At this point, the bad guy will pick out the pieces of that information that will allow them to impersonate the original user. And then they’ll replay that information across the network. Here’s an example of how a replay attack might happen.
I have me, on my system. I’m communicating to a server and authenticating to that device, through a switch. And the bad guy has gained access to the switch and has told the switch to also send all the traffic down to the bad guy’s laptop. Well, I’m of course going to authenticate to the server. So I’ll send my packet through the network. And it will then complete its process to the server. But, of course, a copy of that has now been sent to the bad guy.
So he’s captured that authentication process. That’s probably going to be my user name sent in the clear and probably a hash password. You don’t generally see passwords being sent in the clear across the network any longer.

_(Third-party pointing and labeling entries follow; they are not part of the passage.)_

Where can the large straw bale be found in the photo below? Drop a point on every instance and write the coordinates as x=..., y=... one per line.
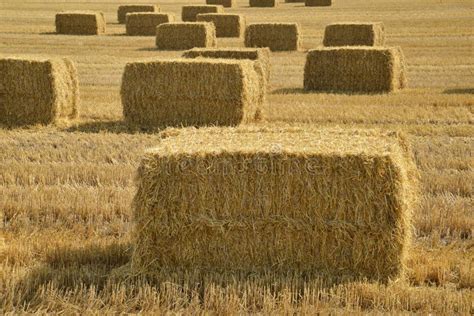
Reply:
x=190, y=92
x=318, y=3
x=185, y=35
x=354, y=34
x=189, y=12
x=134, y=8
x=37, y=91
x=276, y=36
x=227, y=25
x=80, y=23
x=224, y=3
x=354, y=69
x=263, y=3
x=145, y=23
x=335, y=202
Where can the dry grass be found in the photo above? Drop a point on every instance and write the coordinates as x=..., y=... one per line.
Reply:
x=65, y=193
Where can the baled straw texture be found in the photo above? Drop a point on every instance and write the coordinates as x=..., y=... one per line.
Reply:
x=145, y=23
x=354, y=34
x=227, y=25
x=354, y=69
x=190, y=92
x=224, y=3
x=134, y=8
x=80, y=23
x=185, y=35
x=318, y=3
x=276, y=36
x=37, y=91
x=263, y=3
x=189, y=12
x=335, y=202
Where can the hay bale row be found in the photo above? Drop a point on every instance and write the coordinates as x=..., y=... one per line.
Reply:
x=227, y=25
x=185, y=35
x=336, y=202
x=145, y=23
x=80, y=23
x=354, y=69
x=37, y=91
x=276, y=36
x=354, y=34
x=134, y=8
x=189, y=13
x=190, y=92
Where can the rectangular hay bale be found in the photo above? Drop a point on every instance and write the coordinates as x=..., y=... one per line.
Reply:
x=354, y=69
x=185, y=35
x=276, y=36
x=134, y=8
x=189, y=12
x=190, y=92
x=37, y=91
x=80, y=23
x=145, y=23
x=334, y=202
x=227, y=25
x=354, y=34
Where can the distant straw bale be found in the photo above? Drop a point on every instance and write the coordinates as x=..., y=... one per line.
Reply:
x=263, y=3
x=134, y=8
x=190, y=92
x=265, y=200
x=354, y=34
x=145, y=23
x=189, y=12
x=185, y=35
x=37, y=91
x=224, y=3
x=80, y=23
x=318, y=3
x=227, y=25
x=276, y=36
x=354, y=69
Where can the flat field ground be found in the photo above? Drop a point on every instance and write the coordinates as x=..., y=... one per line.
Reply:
x=65, y=191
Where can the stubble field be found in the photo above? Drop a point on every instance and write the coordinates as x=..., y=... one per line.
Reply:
x=65, y=191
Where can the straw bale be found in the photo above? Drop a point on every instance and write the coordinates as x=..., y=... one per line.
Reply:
x=185, y=35
x=354, y=34
x=145, y=23
x=190, y=92
x=227, y=25
x=37, y=91
x=330, y=201
x=276, y=36
x=134, y=8
x=189, y=12
x=80, y=23
x=318, y=3
x=354, y=69
x=263, y=3
x=224, y=3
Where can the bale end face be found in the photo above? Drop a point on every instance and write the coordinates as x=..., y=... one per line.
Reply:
x=37, y=91
x=354, y=34
x=336, y=202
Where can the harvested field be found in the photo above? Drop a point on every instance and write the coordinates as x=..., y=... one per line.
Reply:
x=354, y=34
x=144, y=24
x=80, y=23
x=227, y=25
x=133, y=8
x=36, y=91
x=276, y=36
x=185, y=35
x=359, y=69
x=191, y=92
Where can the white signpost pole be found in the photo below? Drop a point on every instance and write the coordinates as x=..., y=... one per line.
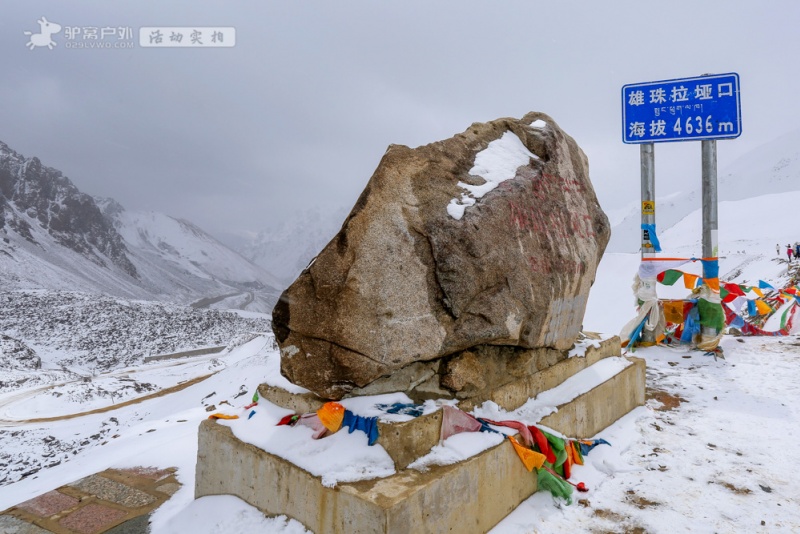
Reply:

Since the bad guy now has my user name and my hash password, he’s going to attempt his own authentication request using that captured information. And now that that goes to the server and is captured by the server, the bad guy gains access. Because the server thinks that information came directly from me.
These days when you’re using authentication like this across the network, we usually take advantage of a capability called salting the password. There’s usually a session ID that’s only in use for the duration of that session. Even if the bad guy was able to gather the session ID, the username, and the hash password, and use all of them together to form a valid authentication attempt, the server would know that that session ID was no longer available. And the entire process would fail. And the replay attempt would not be successful.